Un’Unione sempre più divisa. Il Regno Unito saluta l’Europa per ritrovare se stesso

di Michele Convertino –

Johnson borisEDIMBURGO – Da oggi il Regno Unito si ritrova un po’ meno unito. Questa però, non è una novità, vi erano tutte le anticipazioni del caso, dal referendum sull’indipendenza scozzese, all’ascesa del partito di Farage (Ukip), alla lotta di potere all’interno dei conservatori. Forse quest’ultimo è stato il vero pretesto.
Non dimentichiamo che il referendum sulla Brexit era nato proprio quando David Cameron aveva capito che doveva rafforzare la propria leadership all’interno del partito, anche se aveva vinto le elezioni per la seconda volta. E’ stato in quel momento che l’idea di un referendum è diventata realtà. Era una promessa fatta ai propri sostenitori e al resto dei tories e, dato che le promesse in Gran Bretagna vanno mantenute, bisognava portarla fino in fondo.

Vane sono state le nuove condizioni che Londra era riuscita a ottenere dopo l’incontro con l’Ue dello scorso febbraio. Inutile il dietrofront dello stesso Cameron che da quel momento, soddisfatto delle negoziazioni, ha iniziato a invitare alla calma, al ripensamento, all’importanza dell’Uk nel contesto generale dell’Unione Europea. Ne ha fatto una questione di meri dati, previsioni, di futuro dell’economia, di posti di lavoro e lì l’acume di Boris Johnson ha fatto la differenza.
Colui che probabilmente diventerà il successore di Cameron ha colto l’occasione. Portavoce dei leavers, ha avuto il coraggio e l’astuzia di rimanere fermo sulle proprie posizioni cavalcando un certo risentimento che da sempre accompagna la filosofia dell’essere british e in particolare inglesi. “Non hanno mai accettato l’idea di tornare grandi all’interno di un Unione con altri Paesi. Coloro che una volta governavano il mondo vogliono farcela con le proprie forze, ancora una volta”, andava affermando.

Sovranità e un certo romanticismo di fondo. La stampa, soprattutto quella meno obbiettiva e legata al fascino di Westminster, ha condotto nell’ultimo anno una vera e propria marcia verso la rottura con il Parlamento europeo. E quando le previsioni sull’economia e sulla politica interna non sono bastate, allora hanno voltato la conversazione sul tema delicato e controverso dell’immigrazione. Il 2015 e la situazione in Medio Oriente sono stati terreno fertile. I cittadini britannici sono stati coinvolti maggiormente su questo punto più che su considerazioni più ampie che dovevano essere fatte.

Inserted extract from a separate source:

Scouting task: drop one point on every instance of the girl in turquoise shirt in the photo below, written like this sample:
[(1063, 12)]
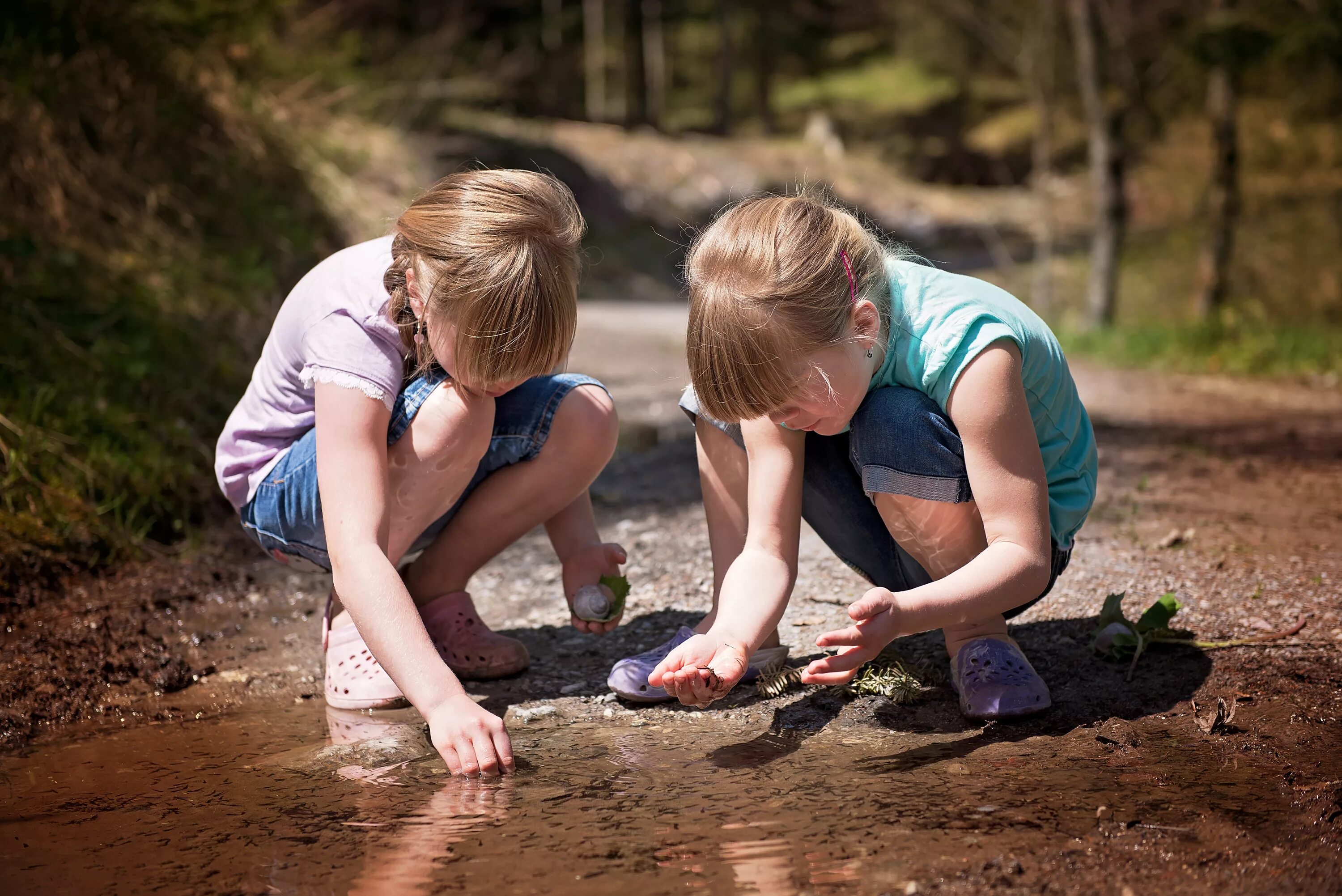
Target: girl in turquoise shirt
[(924, 423)]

I dati statistici ci aiutano a capire le divisioni venute a galla dopo il voto. Non è un caso che la Scozia abbia confermato la sua posizione progressista, voltata all’Europa e tornerà infatti presto a riconsiderare la possibilità di una nuova indipendenza. Londra, anche se di pochi punti percentuali, ha preferito rimanere in Europa. E’ nella provincia inglese che si è giocata la fetta importante, il guizzo che ha deciso per il futuro dell’Uk.

Bruxelles aveva avvertito, non ci saranno ulteriori negoziazioni nel caso di un’uscita dall’Unione. Ora si passerà alla pratica. Lo strumento democratico per eccellenza, il voto diretto dei cittadini, è stato usato forse in un momento inopportuno e pregi e difetti potranno essere misurati solo nel lungo periodo. Un voto che riguardava più la politica interna ha finito per incidere al di fuori di essa. Intanto Cameron si dimetterà e nei prossimi due anni inizieranno nuovi accordi fra il Regno Unito e il resto d’Europa. La Gran Bretagna ha sempre avuto un trattamento speciale dall’Ue e probabilmente le differenze in futuro non saranno così marcate come ci si aspetterebbe, di certo ieri è stato un giorno che finirà sui libri di storia.